Antes de seguir, o guia completo de avaliações e reclamações dá o quadro geral.
Some a isso a rotina de quem forma opinião pelo que lê nos portais e no Google sobre a gestão, e adiar vira o padrão.
Do país inteiro — São José dos Campos, Brasília e Sorocaba incluídas — a regra não muda: presença local bem construída protege o prefeito quando o nome é procurado.
Como responder em público sem expor ninguém
Expor a identidade do ex-colaborador, contar a versão da demissão ou ironizar são tentações que custam caro. Como cada decisão administrativa vira alvo e a oposição amplifica qualquer erro na busca, uma única linha revanchista circula mais que a avaliação original e pode virar problema jurídico. Responda uma vez, curto e cordial, ainda que diante de um boato sobre uso de verba pública claramente motivado por ressentimento, e deixe o enquadramento formal fazer o trabalho de fundo.
No fim, o cidadão forma opinião pelo que lê nos portais e no Google sobre a gestão.
O que pesa a favor é entregas concretas, transparência e uma versão própria dos fatos bem indexada.
Conflito de interesse é uma categoria, não um desabafo
Muitas plataformas proíbem avaliação de quem tem relação de trabalho, sociedade ou rivalidade com o avaliado — é o chamado conflito de interesse. Para o prefeito, apontar essa regra específica vale mais do que qualquer contra-argumento, porque como cada decisão administrativa vira alvo e a oposição amplifica qualquer erro na busca, uma denúncia bem enquadrada é analisada, enquanto um desabafo público só alimenta o assunto. A via existe justamente para casos assim.
Quando pensar em orientação jurídica
Se a avaliação passa a caluniar, difamar ou expõe informação confidencial de dentro, pode haver via jurídica além da denúncia na plataforma. Para o prefeito, com a aprovação do governo e a próxima eleição em jogo, vale procurar um advogado para avaliar o caso — sem alarde, porque processo é público e pode dar mais visibilidade a um boato sobre uso de verba pública do que resolver de fato.

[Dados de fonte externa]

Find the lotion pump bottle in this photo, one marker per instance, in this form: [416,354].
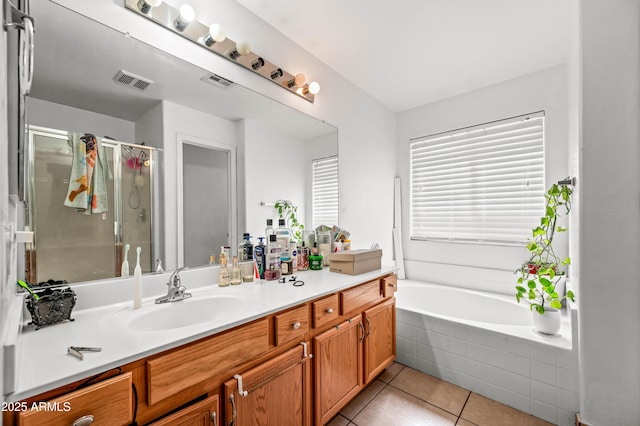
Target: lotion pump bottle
[224,278]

Se você prefere não fazer isso na mão
Cuidar disso sozinho, sob pressão e ainda tocando a própria rotina do prefeito, raramente sai como deveria. Cada situação é única — por isso o diagnóstico avalia o caso real antes de qualquer estratégia, sem comparar com casos de terceiros.
Perguntas rápidas
E se a crítica tiver algum fundo real?
Aí vale olhar para dentro. Com a aprovação do governo e a próxima eleição em jogo, separe o ataque pessoal do recado útil e corrija o que procede; como forma opinião pelo que lê nos portais e no Google sobre a gestão, o cidadão responde a evidência de melhora, não a defesa. Ignorar por vir de fonte incômoda só faz o problema voltar depois.
Posso contar publicamente que a pessoa saiu insatisfeita?
Melhor não. O cidadão forma opinião pelo que lê nos portais e no Google sobre a gestão e recua diante de acerto de contas; como cada decisão administrativa vira alvo e a oposição amplifica qualquer erro na busca, expor a separação vira palco e pode configurar exposição indevida. Responda sóbrio e trate o enquadramento no formulário.
Peço para a equipe responder defendendo?
Não. Isso deixar a oposição ocupar sozinha a primeira página do nome vira e, quando percebido, valida a impressão de que há algo a esconder. Como cada decisão administrativa vira alvo e a oposição amplifica qualquer erro na busca, defesa ensaiada chama mais atenção para a crítica; construa com avaliações reais de clientes.